Justo cuando tu mente comienza a relajarse en la playa, tu cuerpo puede acelerar el ritmo dando un largo paseo, nadando o jugando a la pelota con amigos.
Las investigaciones sugieren que los paisajes costeros fomentan el ejercicio y los innumerables beneficios para la salud que este conlleva. Aunque las personas parecen realizar actividades físicas más intensas en los espacios verdes, un estudio de 2020 publicado en la revista Environmental Research descubrió que tienden a hacer ejercicio durante más tiempo cuando sudan en el llamado “gimnasio azul”, posiblemente porque perciben el tiempo como más amplio cuando están cerca del agua.

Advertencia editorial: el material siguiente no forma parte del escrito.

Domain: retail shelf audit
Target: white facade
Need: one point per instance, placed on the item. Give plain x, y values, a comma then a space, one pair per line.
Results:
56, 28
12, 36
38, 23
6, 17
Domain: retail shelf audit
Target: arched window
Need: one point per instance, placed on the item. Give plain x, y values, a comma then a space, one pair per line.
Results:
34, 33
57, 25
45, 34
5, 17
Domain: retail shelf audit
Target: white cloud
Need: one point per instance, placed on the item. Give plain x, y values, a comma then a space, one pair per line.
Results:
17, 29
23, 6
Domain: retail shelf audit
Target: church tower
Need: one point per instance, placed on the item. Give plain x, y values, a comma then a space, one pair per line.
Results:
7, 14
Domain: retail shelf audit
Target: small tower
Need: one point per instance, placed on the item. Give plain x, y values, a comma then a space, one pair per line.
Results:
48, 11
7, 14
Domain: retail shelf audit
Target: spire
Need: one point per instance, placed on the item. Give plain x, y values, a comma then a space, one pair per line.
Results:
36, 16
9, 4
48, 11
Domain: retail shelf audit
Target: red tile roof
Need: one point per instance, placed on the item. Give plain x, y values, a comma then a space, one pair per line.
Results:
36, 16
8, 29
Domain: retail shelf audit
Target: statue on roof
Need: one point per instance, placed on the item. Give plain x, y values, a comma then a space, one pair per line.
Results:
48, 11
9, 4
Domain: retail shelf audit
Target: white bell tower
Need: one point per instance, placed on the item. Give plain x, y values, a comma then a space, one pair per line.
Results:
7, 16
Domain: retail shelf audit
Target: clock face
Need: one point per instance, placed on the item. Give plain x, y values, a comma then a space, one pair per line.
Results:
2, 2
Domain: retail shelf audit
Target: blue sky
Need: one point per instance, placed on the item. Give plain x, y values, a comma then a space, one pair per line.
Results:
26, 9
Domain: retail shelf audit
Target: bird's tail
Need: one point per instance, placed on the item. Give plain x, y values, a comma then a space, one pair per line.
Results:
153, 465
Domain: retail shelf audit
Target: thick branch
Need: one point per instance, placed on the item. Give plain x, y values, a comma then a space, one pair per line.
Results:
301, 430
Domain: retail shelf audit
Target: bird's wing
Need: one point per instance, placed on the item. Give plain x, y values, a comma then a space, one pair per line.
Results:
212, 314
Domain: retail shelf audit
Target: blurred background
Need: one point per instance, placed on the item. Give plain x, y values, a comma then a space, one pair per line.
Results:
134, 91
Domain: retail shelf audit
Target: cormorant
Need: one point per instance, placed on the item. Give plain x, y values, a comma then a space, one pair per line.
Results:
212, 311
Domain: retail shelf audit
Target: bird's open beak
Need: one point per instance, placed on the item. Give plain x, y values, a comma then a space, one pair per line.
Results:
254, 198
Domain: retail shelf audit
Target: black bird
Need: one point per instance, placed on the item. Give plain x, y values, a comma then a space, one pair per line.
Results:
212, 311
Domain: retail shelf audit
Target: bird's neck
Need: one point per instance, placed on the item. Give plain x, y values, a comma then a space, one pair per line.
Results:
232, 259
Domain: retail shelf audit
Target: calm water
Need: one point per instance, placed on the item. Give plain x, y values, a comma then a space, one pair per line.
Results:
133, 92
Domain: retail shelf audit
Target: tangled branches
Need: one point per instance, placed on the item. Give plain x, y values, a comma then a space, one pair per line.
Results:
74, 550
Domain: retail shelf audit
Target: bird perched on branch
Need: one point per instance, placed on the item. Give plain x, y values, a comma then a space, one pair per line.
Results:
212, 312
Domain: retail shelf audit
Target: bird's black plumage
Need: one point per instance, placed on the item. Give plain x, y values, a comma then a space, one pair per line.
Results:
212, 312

Esta actividad física prolongada, combinada con los beneficios del alivio del estrés que proporciona la costa, puede mejorar el sueño. Un análisis de 2024 de los datos de 18 838 adultos de 18 países muestra que, en promedio, las visitas más frecuentes a los espacios azules y verdes se correlacionan con una menor probabilidad de dormir insuficientemente (lo que se considera menos de seis horas al día).
Desde hace mucho tiempo, las personas recurren a la terapia marina para hacer frente al dolor y el estrés, pero nunca ha quedado del todo claro si estos beneficios se deben realmente a estar en la costa o simplemente a tomarse un descanso de las responsabilidades cotidianas. Esto se debe a que es difícil demostrar científicamente que el paisaje en sí mismo disminuya el dolor.
Los ensayos controlados doble ciego, en los que los sujetos son asignados aleatoriamente a un tratamiento o control, son el estándar de oro en la investigación científica. Pero también son casi imposibles de realizar en entornos al aire libre. “No se puede ocultar la condición a alguien: sabrá si está mirando el mar o no”, señala White.
Sin embargo, algunos investigadores están utilizando ahora la realidad virtual para estudiar de forma más rigurosa el efecto de la naturaleza sobre el dolor. Un bonito ejemplo de ello es un ensayo controlado aleatorio realizado en 2017 en, nada menos, una consulta dental.
Los investigadores estaban interesados en saber si las cualidades reductoras del estrés de la costa podían ayudar en tiempo real a los pacientes dentales ansiosos. Teletransportarlos a la playa sería imposible, pero ¿por qué no intentar la mejor alternativa?
“Nuestra idea era que, si contábamos con una realidad virtual potente, podríamos interferir en las imágenes mentales de las personas y ayudarlas a afrontar mejor [la visita al dentista]”, explica Sabine Pahl, una destacada psicóloga social e investigadora del espacio azul que participó en la autoría del estudio.
Durante el tratamiento dental, los pacientes llevaban unas gafas de realidad virtual que simulaban un paseo al aire libre, ya fuera por la costa o por una ciudad limpia y agradable. Efectivamente, el grupo de realidad virtual costera experimentó niveles de dolor significativamente más bajos durante el tratamiento en comparación con los paseantes urbanos y el grupo de control.
Los avances tecnológicos permiten ahora a los investigadores estudiar con mayor precisión cómo influye la naturaleza en el dolor. En una investigación publicada en Nature Communications en marzo de 2025, otro equipo de científicos mostró a 49 personas sanas representaciones virtuales detalladas de un paisaje natural (una vista de un lago), un paisaje urbano y un paisaje interior, todo ello mientras les aplicaban descargas eléctricas.
Las imágenes por resonancia magnética funcional (fMRI) mostraron que mirar la escena natural se asociaba con un menor dolor autoinformado y una alteración de la actividad en las regiones del cerebro responsables de la percepción del dolor.
Esto proporciona una posible base neurológica para lo que los investigadores observaron en el estudio del dentista y demuestra que, más allá de promover emociones positivas, las escenas naturales podrían mejorar nuestra capacidad para lidiar con el dolor.